Photos via Georgia House of Representatives (Public Domain) Remix by Jason Reed

Georgia rep threatens Black attorney who wants Confederate statues removed

He said she keeps it up, she could 'go missing.'

 

Samantha Grasso

Layer 8

Posted on Aug 30, 2017   Updated on May 22, 2021, 6:57 pm CDT

A Georgia Republican state representative is backpedaling after warning a former colleague and Democratic state rep that she could “go missing” if she continued to push for the removal of Confederate statues in south Georgia.

According to the Atlanta Journal-Constitution, state Rep. Jason Spencer, made veiled threats to former Rep. LaDawn Jones on Facebook while the pair engaged in a debate over photos Spencer had taken with Georgia’s memorial commemorating Confederate president Jefferson Davis, including the house Davis fled to after the Civil War. According to the Southern Poverty Law Center, Georgia has approximately 90 Confederate monuments, the second-most in the United States after Virginia.

“This is Georgia’s history. #DealWithIt,” Spencer, who was elected in 2010 to a southeast Georgia district, had captioned his photos.

Jones, who represented an Atlanta-based district from 2012 to 2016, fired back in the comments, asking if the state’s budget included upkeep for the site: “I’ll deal with it but don’t want to pay for it.”

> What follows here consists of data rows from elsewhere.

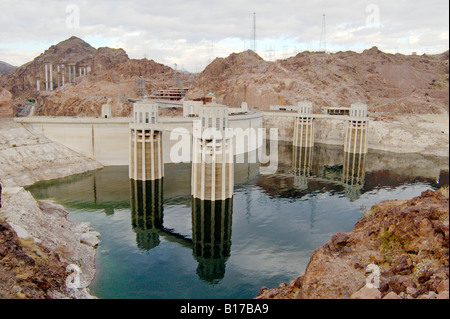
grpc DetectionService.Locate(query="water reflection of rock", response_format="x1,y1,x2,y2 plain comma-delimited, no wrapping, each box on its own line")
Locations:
256,142,448,200
192,198,233,284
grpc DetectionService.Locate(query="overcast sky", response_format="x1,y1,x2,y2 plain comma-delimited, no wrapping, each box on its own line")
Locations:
0,0,449,72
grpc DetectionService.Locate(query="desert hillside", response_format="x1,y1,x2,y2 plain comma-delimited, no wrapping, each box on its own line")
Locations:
0,37,449,116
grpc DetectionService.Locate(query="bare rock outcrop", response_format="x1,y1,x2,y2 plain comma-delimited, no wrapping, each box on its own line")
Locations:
189,47,449,114
257,188,449,299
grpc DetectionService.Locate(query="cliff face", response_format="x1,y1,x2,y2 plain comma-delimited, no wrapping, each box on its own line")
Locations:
0,37,195,116
0,61,17,75
0,119,102,299
190,47,449,113
0,220,67,299
0,37,449,116
0,88,13,118
258,188,449,299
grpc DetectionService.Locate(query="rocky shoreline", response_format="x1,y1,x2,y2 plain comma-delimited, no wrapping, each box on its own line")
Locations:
256,187,449,299
0,120,102,299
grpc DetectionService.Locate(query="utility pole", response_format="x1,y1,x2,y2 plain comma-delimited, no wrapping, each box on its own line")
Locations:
319,13,327,52
252,12,256,52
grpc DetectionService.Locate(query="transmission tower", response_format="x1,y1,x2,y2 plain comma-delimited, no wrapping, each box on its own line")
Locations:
252,12,256,52
319,13,327,52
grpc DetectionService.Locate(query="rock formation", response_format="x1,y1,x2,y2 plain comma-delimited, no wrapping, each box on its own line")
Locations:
0,61,17,75
0,88,13,118
189,47,449,113
257,188,449,299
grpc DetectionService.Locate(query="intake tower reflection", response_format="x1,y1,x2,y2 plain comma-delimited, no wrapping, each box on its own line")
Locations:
192,198,233,283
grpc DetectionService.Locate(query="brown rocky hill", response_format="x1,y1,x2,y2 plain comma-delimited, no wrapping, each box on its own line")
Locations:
0,61,17,74
0,37,449,116
189,47,449,113
0,37,193,116
0,37,96,99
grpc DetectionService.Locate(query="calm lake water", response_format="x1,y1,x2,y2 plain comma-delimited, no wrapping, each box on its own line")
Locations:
29,142,448,299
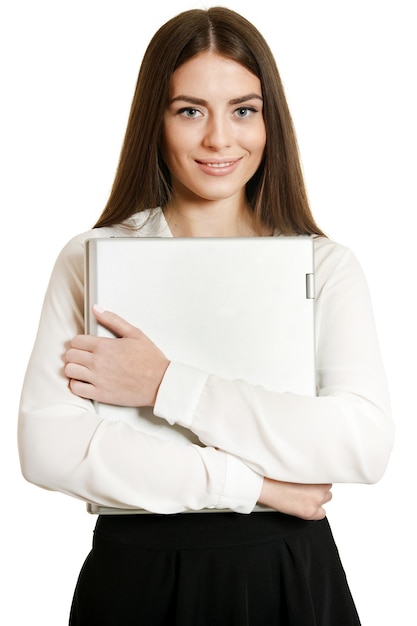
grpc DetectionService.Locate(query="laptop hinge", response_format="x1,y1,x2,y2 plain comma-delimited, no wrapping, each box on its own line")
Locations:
306,274,316,300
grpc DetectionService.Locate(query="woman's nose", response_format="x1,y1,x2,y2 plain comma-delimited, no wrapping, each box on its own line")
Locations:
203,116,232,150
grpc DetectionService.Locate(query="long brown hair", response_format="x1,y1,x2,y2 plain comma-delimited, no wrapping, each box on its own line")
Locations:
95,7,323,235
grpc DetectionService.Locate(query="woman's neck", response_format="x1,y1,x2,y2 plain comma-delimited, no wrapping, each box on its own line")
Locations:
163,203,271,237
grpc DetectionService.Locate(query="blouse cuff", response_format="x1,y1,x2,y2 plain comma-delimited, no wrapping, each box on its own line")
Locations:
216,454,263,513
154,362,208,428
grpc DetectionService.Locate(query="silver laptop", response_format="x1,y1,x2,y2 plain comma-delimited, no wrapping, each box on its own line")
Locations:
85,236,316,513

Through some back and forth during which the pair debated whether the Confederate monuments would be taken down, Spencer began to tell Jones what would happen should she push for statue removal in the south of the state:

“Continue your quixotic journey into South Georgia and it will not be pleasant. The truth. Not a warning. Those folks won’t put up with it like they do in Atlanta,” he wrote in one comment.

“I can guarantee you won’t be met with torches but something a lot more definitive…They will go missing in the Okefenokee. Too many necks they (sic) are red around here. Don’t say I didn’t warn you about ’em,” Spencer continued.

Jones, not backing down, called out Spencer’s comments, writing, “Sounds like a threat of physical violence… Is that what we are doing now? Desperate times call for desperate measures huh?…Enjoy but know, WINTER IS COMING. You know it too, otherwise you wouldn’t have found a need to even make this post or those hollow threats of not coming to south GA.”

In texts to the Atlanta Journal-Constitution, Spencer said he wasn’t threatening Jones, but wanted to warn her of south Georgia’s resistance to removing Confederate monuments.

“She is from Atlanta—and the rest of Georgia sees this issue very differently,” Spencer wrote. “Just trying to keep her safe if she decided to come down and raise hell about the memorial in the back yards of folks who will see this as an unwelcome aggression from the left.”

Spencer also asked the publication to include the following photo of him at the unveiling of a Martin Luther King Jr. statue in their story:

https://www.facebook.com/photo.php?fbid=10155640725809156&set=a.85087334155.85497.632619155&type=3

While the Facebook exchange has since been deleted from his page, Spencer later shared a video of Jones’ appearance on Fox News with Tucker Carlson explaining that people watching the video would see Jones’ “passionate” personality and understand why he needed to warn her before pushing back against south Georgians. The post has also since been removed from his Facebook page as of Wednesday morning.

“If it were anybody other than Jason Spencer, then I would be alarmed. But we had a unique relationship in the Georgia Legislature,” Jones told the Atlanta Journal-Constitution. If the threats hadn’t come from Spencer, she would take them seriously, but she still found his remarks “concerning.” “Because if that’s representative of what people in south Georgia think, then yikes.”